Article publié pour la première fois le 16 février 2018. Nous le republions ce 24 octobre alors que le Grand Cognac (Charente) a été victime d'une attaque à la mi-octobre.
Les cyberattaques se multiplient et prennent de plus en plus d’ampleur. Et cette année encore, le ransomware (ou rançongiciel, en bon français) demeure l’attaque informatique la plus répandue. La combine est bien ficelée : un logiciel malveillant, dissimulé dans la pièce-jointe d’un e-mail ou dans une clé USB, chiffre les données d'un ordinateur et le rend inutilisable jusqu'au paiement d'une somme d'argent. Dans l’Hexagone comme à l’étranger, le nombre de victimes de "racket numérique" ne cesse croître. Rien qu'en 2018, pas moins de 2,58 millions de personnes auraient été victimes de ce type d’extorsion à travers le monde, selon les chiffres de la société de sécurité informatique Kaspersky Lab.
"Il y a de plus en plus d’attaques, et surtout elles sont de plus en plus sophistiquées, si bien qu’il est devenu quasiment impossible d’y échapper aujourd’hui", souligne Hervé Schauer, expert judiciaire et spécialiste en sécurité informatique.
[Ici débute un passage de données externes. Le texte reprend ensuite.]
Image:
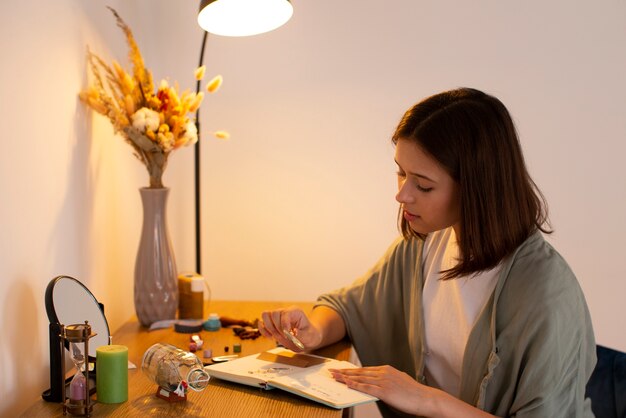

Et si les cybercriminels ciblent de plus en plus les grandes entreprises "ayant la capacité de payer" des sommes d'argent "très élevées", comme le soulignait une étude du ministère de l'Intérieur publiée en juillet 2019, les petites et moyennes entreprises, dont la sécurité informatique laisse parfois à désirer, ne sont pas pour autant à l'abris d'une tentative de piratage. Voici quelques conseils pour s'en prémunir.
Les PME, une cible de choix pour les hackeurs
En général, les grandes entreprises ont des systèmes de sécurité plus avancés, alors que les petites entreprises et les travailleurs indépendants sont nombreux à ne pas penser sérieusement à sécuriser leur parc informatique, faute de moyens. Et les pirates informatiques l'ont bien compris. En effet : la majorité des attaques par ransomware (57%) visent des entreprises de moins de 250 salariés, comme le soulignait dernièrement une étude de l’éditeur de sécurité Symantec. "Au lieu d’investir dans des services de sécurité qui pourraient les protéger d’une cyberattaque, beaucoup préfèrent payer alors que rien ne leur garantit qu'ils pourront récupérer leurs données au bout du compte", pointe Jérôme Colleu, expert en sécurité informatique chez Kaspersky Lab
Pour les entreprises visées, les conséquences sont parfois désastreuses. "Certains n'ont pas d’autres choix que de mettre la clé sous la porte", affirme Jérôme Colleu. En France, aucune donnée n'est disponible pour le moment sur le sujet. Mais la presse locale se fait régulièrement l'écho d'entreprises en faillite à la suite d'un piratage. Si l'on en croit une étude menée aux Etats-Unis par la National Archives and Records Administration, la quasi-totalité (93%) des entreprises ayant perdu leurs données pendant dix jours ou plus ont déclaré faillite dans l'année de la catastrophe et la moitié (50%) ont déposé le bilan immédiatement après l'attaque.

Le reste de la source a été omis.